Here used to sit Marilyn Jensen
next to her coffee
Shhh! Her pile of papers
occasionally
pushed her coffee over
sometimes she slapped the table
and her cup jumped
oh shuck!
but your dialogues sounded better
Her trademark “who’s your market”
drove your storyplot to target
her mere scribble or two
rid your sentence of woes
Her deft pen looped an awkward phrase
Like a seamstress played with ribbon
Here sits Marilyn Jensen
Always in session
She watches the club members
forces us to remember
That writers, riders of lofty standards
don’t try to dash off the yards
to skip, to fake, bypass
perfection. Be on guard!
Here stay Marilyn’s splatters
On page fifty of my manuscript
Her note: My cat leaped where it matters
Love this sentence. Watch your tenses
why “Memoir”
In your title?
The last of Marilyn I sought
tiny in cotton shorts.
too hot for an autumn day
California writhed in its third year of drought
And writers like Marilyn struggled
to fill the thirst of those parched and wrestled.

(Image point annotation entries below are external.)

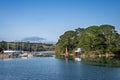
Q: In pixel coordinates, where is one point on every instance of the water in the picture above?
(50, 68)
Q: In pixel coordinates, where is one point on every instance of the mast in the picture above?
(66, 52)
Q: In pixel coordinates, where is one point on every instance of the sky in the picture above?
(49, 19)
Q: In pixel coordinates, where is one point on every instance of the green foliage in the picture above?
(26, 46)
(102, 39)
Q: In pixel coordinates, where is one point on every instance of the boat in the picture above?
(77, 54)
(77, 59)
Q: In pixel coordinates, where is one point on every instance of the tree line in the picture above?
(25, 46)
(93, 39)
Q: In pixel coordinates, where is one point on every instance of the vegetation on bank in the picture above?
(26, 46)
(103, 39)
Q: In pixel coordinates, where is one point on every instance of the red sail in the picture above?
(66, 52)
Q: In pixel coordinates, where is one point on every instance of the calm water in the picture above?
(54, 69)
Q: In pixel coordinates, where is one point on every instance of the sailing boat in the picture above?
(66, 53)
(77, 54)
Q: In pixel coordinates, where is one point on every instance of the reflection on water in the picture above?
(103, 61)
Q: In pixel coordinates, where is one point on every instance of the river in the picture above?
(50, 68)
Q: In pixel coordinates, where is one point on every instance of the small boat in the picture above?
(77, 59)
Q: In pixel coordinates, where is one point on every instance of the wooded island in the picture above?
(94, 40)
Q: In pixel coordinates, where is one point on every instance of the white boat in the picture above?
(77, 59)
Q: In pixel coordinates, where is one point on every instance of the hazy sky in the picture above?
(51, 18)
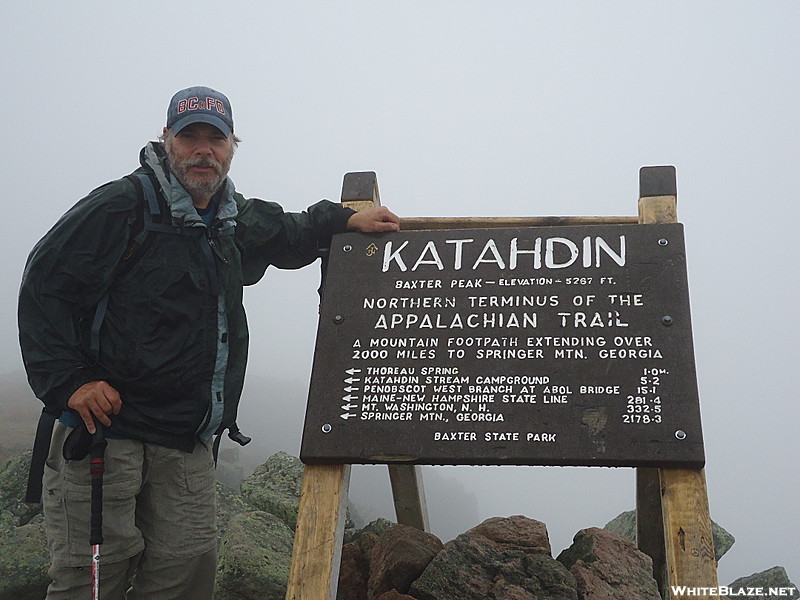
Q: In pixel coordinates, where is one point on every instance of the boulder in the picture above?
(24, 561)
(274, 487)
(608, 566)
(229, 504)
(776, 577)
(394, 595)
(625, 524)
(353, 573)
(13, 483)
(500, 559)
(254, 558)
(398, 558)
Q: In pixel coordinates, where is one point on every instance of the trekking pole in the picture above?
(97, 467)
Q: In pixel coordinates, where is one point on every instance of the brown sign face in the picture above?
(530, 346)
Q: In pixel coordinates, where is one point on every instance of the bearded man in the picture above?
(130, 314)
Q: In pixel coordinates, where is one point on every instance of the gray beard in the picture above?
(202, 188)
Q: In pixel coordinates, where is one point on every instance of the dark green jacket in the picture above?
(174, 336)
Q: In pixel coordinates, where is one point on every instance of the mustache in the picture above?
(202, 162)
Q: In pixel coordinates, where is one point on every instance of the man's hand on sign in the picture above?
(374, 220)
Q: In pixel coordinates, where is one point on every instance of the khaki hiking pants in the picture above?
(159, 522)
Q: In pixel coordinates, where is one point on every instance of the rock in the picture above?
(13, 483)
(398, 558)
(24, 561)
(394, 595)
(500, 559)
(254, 558)
(608, 566)
(625, 525)
(229, 504)
(353, 573)
(776, 577)
(378, 526)
(275, 486)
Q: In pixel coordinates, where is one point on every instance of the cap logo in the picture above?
(198, 104)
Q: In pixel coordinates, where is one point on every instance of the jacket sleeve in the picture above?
(67, 273)
(267, 235)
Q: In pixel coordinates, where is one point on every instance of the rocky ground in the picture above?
(503, 558)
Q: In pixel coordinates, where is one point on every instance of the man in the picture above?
(130, 313)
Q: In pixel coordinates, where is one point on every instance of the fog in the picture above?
(463, 108)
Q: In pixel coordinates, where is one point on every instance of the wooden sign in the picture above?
(527, 346)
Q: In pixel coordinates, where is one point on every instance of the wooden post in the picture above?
(317, 551)
(360, 192)
(673, 525)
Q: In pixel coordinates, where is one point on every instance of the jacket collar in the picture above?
(154, 159)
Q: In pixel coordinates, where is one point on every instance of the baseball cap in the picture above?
(200, 104)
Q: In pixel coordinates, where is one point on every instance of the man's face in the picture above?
(200, 156)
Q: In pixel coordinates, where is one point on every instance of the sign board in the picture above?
(524, 346)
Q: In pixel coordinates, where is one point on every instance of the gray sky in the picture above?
(464, 109)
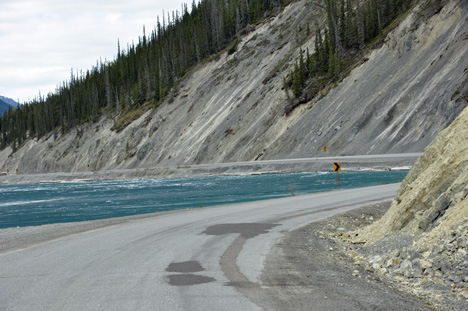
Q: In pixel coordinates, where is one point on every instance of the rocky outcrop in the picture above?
(231, 108)
(421, 243)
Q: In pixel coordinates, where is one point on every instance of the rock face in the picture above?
(433, 199)
(422, 241)
(232, 107)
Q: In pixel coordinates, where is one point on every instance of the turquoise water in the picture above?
(32, 205)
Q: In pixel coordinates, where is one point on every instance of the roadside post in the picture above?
(337, 169)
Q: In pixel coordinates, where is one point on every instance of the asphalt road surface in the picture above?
(199, 259)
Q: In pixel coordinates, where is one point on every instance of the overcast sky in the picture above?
(41, 40)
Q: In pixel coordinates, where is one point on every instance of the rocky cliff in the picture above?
(421, 243)
(231, 108)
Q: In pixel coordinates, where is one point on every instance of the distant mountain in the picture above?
(6, 103)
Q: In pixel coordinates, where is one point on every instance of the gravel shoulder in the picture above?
(310, 270)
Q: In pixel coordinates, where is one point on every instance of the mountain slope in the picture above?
(6, 103)
(232, 107)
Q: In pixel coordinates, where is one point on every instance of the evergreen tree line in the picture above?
(350, 26)
(143, 72)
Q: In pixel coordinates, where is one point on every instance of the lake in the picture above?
(33, 205)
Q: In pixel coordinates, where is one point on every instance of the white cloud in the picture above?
(42, 40)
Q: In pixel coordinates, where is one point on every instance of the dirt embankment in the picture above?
(421, 243)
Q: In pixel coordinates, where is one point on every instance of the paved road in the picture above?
(201, 259)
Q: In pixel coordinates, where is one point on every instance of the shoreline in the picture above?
(286, 166)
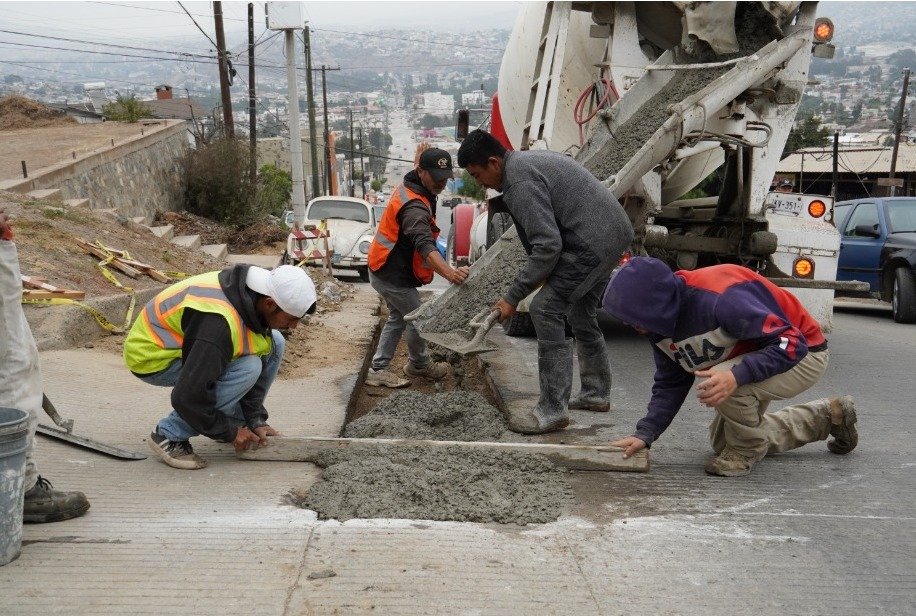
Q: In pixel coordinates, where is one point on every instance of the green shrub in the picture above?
(126, 110)
(217, 183)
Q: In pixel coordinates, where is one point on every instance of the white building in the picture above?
(477, 97)
(437, 103)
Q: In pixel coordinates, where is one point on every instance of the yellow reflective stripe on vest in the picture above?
(157, 336)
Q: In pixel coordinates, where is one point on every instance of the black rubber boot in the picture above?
(555, 376)
(43, 504)
(595, 374)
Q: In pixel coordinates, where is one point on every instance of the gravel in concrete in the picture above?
(454, 483)
(450, 416)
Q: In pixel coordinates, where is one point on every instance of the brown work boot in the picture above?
(586, 403)
(385, 378)
(843, 425)
(433, 370)
(44, 504)
(530, 424)
(730, 463)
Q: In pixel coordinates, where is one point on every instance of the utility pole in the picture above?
(252, 114)
(223, 69)
(313, 130)
(892, 189)
(295, 135)
(327, 147)
(329, 164)
(352, 187)
(362, 166)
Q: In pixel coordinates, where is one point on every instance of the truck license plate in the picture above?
(786, 207)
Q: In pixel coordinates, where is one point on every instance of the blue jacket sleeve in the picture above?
(750, 312)
(672, 384)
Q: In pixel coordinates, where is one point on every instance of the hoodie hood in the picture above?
(645, 293)
(232, 280)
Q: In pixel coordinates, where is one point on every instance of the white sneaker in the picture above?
(385, 378)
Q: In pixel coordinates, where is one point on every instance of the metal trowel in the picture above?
(467, 341)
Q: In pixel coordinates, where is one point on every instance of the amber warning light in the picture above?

But Marilyn, like me, was getting older
And the world of water shortage, gun-filled
The world of emoticons in bytes–illed
blogged, posted. This world of Facebook, Twitter
wasn’t the one Marilyn loved
Yet, she tried
Lone dove against a storm.
“I don’t know what I’ve done
I fear I killed this one.
At first it was a virus
then Windows 8…the Beetlejuice
I’ve created a mess
a jumble tangle of cords
ugly as my spleen
And now they’re useless.”
So I checked
behind her credenza
an old pencil
A paper clip
hairpins
dust bunnies and spiderwebs
a mix of delight and surprise
to Marilyn
Pencil, paper clip, hairpin
she kept
the rest to the dustbin
I pawed the ball of wires, connecting
DSL, monitor, mouse, keyboard, computer
everything else but her.
They pronged the outlets and blip,
that devil of a machine took power
Word by word, line by line
The last chapters of her historical novel so fine
re-summoned, a marvel of
Eight painful years of sweat combined
her words from blood of love.
Marilyn’s narration of the nation’s VPs
fated to be presidents
of the United States
Words by words in her first-rated
style
built to perfection
Marilyn
Marilyn, normal citizen
cadet nurse , wife, mother, teacher, historian,
and most importantly, writer
sworn to be faithful
to her God and word.
Our Marilyn
wrung her hands
a bit confused
the instant her monitor lit up
How in the world did this thing
dead
so effortlessly quickened
she said.
“Thank God! My work isn’t lost,”
breathless Marilyn sighed, relieved
not knowing, a final plot twist required
her gentle writer’s soul
be woven into her masterpiece
to leave
her body cold.
May peace be with dear Marilyn,
faithful always
Editor’s note: Marilyn Jensen, an integral member of the Writer’s Club of Whittier for over forty years, died October 19, 2014, after a brief illness.